Grundlagen sind dieselben geblieben

«Fest, flüssig, fest», dies ist ein zentrales Merkmal in der Gusstechnik, das sich in Bezug auf Physik und Chemie nicht verändert. «Seit 5000 Jahren werden Metalle verflüssigt und in Formen gegossen», erklärt André Wössner. Obwohl heute moderne Hilfsmittel, Mess- und Regeltechnik zum Einsatz kommen, seien die Grundlagen doch dieselben geblieben. Die Formen stellt das Unternehmen in Zusammenarbeit mit dem Kunden her. Sie bestehen aus Quarzsand und werden nur einmal verwendet, anschliessend wird ihr Material wiederaufbereitet. Am Computer kann der gesamte Gussprozess simuliert werden. Das Füllverhalten oder die Temperaturerstarrung lassen sich zur weiteren Analyse beobachten.



Ausbildung ist wichtig

Gussformer und Gusstechnologe sind zwei Berufe, die in der Giesserei Hegi erlernt werden können. «Leider ist es auch für uns nicht einfach, Lernende zu finden», stellt André Wössner fest. Dies sei schade, denn in einer Giesserei gebe es viele Möglichkeiten zur Fortbildung, wie etwa der Besuch der Fachhochschule Windisch. «Eine Lehre setzt Eigenmotivation und logisches Denken voraus. Lernende dürfen zudem Kälte und Hitze nicht scheuen», sagt André Wössner weiter. Das Engagement lohne sich, denn das Unternehmen biete auch interne Weiterbildung an. Der Geschäftsleiter weiss aus Erfahrung, dass viele Giesser ihrem Beruf treu bleiben: «Wer nach einem halben Jahr zu diesem Beruf Ja sagt, bleibt sein ganzes Leben in der Branche.»
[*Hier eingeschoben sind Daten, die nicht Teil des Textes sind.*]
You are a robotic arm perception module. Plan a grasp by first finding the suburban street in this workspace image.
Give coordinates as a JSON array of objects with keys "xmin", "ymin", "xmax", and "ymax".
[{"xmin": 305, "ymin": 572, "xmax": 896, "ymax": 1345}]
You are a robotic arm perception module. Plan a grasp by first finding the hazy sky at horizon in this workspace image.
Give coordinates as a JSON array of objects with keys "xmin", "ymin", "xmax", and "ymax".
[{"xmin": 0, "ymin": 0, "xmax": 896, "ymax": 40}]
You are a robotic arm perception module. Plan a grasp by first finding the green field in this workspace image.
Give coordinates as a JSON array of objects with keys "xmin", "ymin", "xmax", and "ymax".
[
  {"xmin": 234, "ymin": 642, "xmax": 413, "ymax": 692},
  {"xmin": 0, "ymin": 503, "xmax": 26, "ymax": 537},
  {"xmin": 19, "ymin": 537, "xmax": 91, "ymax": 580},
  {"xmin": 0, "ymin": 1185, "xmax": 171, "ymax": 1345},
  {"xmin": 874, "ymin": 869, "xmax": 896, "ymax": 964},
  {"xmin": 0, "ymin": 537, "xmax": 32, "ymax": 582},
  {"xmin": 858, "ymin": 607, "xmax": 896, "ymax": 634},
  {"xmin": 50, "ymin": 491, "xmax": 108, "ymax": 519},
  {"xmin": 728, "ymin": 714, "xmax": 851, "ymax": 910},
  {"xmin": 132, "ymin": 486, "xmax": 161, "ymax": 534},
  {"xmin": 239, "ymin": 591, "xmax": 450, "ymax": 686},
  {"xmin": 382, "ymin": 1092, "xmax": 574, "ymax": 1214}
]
Eindrücklich schildert André Wössner die Bedeutung der Giessereien in unserer Zeit: «Am Morgen nach dem Aufstehen drehen wir am Wasserhahn, dieser entsteht aus einem Fest-Flüssig-Fest-Prozess.» Der Kontakt mit Teilen, die aus der Gusstechnik stammen, setze sich dann den ganzen Tag fort. «Autos, Maschinen, Haushaltapparate, überall spielt der Metall- und Aluminiumguss eine wichtige Rolle. Sogar unscheinbare Dinge wie ein Kugelschreiber kommen nicht ohne Gusstechnik aus, denn auch eine Tintenpatrone wird in einer Metallform gespritzt. Ohne Giessereien gäbe es weder Messer noch Gabel!»



Flexibilität als wichtiger Erfolgsfaktor

Der Konkurrenzdruck kommt für die Oberburger Giesserei vor allem aus dem Ausland in Form niedriger Preise. «Unsere Stärke ist aber nicht der Preis, sondern die Flexibilität», betont André Wössner. Ein Erfolgsrezept des Unternehmens sei es, schnell zu reagieren und in kürzester Zeit dem Kunden Lösungsvorschläge zu machen bei der Planung und Produktion. Es brauche viel Mut und Herzblut, um bestehen zu können und die Zukunft werde sicher nicht einfacher. André Wössner gibt sich am Ende des Gespräches aber optimistisch: «Giessereien werden immer benötigt!»